The parent didn't say that though and clearly didn't mean it.

Smaller SaaS providers have a problem right now. They can't keep up with the big players in terms of features, integrations and aggressive sales tactics. That's why concentration and centralisation is growing.

If a lot of specialised features can be replaced by general purpose AI tools, that could weaken the stranglehold that the biggest Saas players have, especially if those open weights models can be deployed by a large number of smaller service providers or even self hosted or operated locally.

That's the hypothesis I think.
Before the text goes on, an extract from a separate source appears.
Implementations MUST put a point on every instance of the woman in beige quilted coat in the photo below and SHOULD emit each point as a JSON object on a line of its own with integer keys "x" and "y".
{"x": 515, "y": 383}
I'm not sure it will turn out that way though.

I'm not sure whether the current hyper-competitive situation where we have a lot of good enough open weights models from different sources will continue.

I'm not sure that AI models alone will ever be reliable enough to replace deterministic features.

I'm not sure whether AI doesn't create so many tricky security issues that once again only the biggest players can be trusted to manage them or provide sufficient legal liability protection.


with ai specialized hardware you can run the open source models locally too and without without the huge provider stealing your precious IP


ah, so what you are saying is this: now you can buy your own specialized hardware, which is realistically produced and sold by a single company on earth, compete with ~3 of the largest multinational corporations to do so (consider the ram prices lately, to get a sense of the effect of this competition), spend tens of thousands in the process, and run your 'own' model, which someone spends millions to train and makes it open for some reason (this is not a point about its existence, its about its reliability. I don't think its wise to assume the open models will be roughly in line with SOTA forever). This way, by spending roughly 1-2 orders of magnitude more, you can eliminate a handful of SaaS products that you use.

Sorry, I don't see this happening, at least not for the majority. Even if it does, it would still be arguably centralizing.